Ensure the root account does not have any active access keys
Why this matters
The AWS root user holds unrestricted permissions across your account. Unlike IAM roles or users, the root user cannot be limited by policies. If access keys are assigned to the root user, they can be used for programmatic access, bypassing the visibility of the console and posing a major security risk.
Best practice is to remove all root-level access keys entirely. Programmatic access should be handled exclusively through IAM roles and users with scoped permissions.
Removing root access keys significantly reduces the attack surface of your AWS environment and enforces modern security standards.
What this check does
This check validates whether the root user has any active programmatic access keys.
It passes if:
Both access_key_1_active
and access_key_2_active
for the root user are set to FALSE
It fails if:
One or both keys are active
How to fix it
⚠️ You must be signed in as the root user to manage these keys.
From the AWS Console
Sign in as the root user at https://console.aws.amazon.com
Click your account name in the top-right corner
Select My Security Credentials
On the security page, expand the Access Keys section
If any key is Active, click Delete
⚠️ Deleted keys cannot be recovered
Confirm deletion
Avoid just deactivating the keys. Even inactive keys still appear in credential reports and may cause compliance issues in automated checks.

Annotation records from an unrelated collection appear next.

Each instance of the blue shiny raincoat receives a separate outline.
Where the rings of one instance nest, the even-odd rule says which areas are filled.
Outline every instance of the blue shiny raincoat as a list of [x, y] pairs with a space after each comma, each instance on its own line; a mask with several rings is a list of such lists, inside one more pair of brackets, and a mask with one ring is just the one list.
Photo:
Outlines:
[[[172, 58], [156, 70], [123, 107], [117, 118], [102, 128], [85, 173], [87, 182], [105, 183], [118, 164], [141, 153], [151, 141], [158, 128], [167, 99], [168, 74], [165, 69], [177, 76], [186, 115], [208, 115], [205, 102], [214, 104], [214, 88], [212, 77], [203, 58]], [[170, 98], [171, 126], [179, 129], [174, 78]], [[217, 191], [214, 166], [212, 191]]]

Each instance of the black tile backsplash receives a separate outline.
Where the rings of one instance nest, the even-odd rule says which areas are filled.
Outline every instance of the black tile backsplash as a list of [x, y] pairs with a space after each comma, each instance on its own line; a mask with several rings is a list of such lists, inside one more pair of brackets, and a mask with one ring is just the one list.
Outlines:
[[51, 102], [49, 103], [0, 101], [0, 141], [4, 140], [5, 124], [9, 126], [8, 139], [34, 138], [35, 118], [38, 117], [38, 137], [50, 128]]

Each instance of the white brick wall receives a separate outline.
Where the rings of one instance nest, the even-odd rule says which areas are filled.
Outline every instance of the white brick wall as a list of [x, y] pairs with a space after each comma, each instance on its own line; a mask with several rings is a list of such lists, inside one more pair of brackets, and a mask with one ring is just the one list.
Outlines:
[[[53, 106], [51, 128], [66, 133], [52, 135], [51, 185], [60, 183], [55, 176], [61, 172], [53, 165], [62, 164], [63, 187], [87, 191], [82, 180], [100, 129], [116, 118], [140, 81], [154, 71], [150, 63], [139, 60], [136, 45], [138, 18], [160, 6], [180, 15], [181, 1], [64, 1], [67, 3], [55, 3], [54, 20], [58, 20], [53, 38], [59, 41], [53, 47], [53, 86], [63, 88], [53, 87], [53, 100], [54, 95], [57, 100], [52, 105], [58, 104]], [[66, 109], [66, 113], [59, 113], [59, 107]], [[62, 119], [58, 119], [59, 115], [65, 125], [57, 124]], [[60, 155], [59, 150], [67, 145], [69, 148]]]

From the Credential Report
You can generate a credential report and verify that the following fields for the root user are both set to FALSE
:
access_key_1_active
access_key_2_active
To generate the report:
aws iam generate-credential-report aws iam get-credential-report --query 'Content' --output text | base64 -d
Exceptions
There are no legitimate exceptions for root access keys in modern AWS security architecture. All programmatic access should be handled through IAM roles or users with least privilege applied.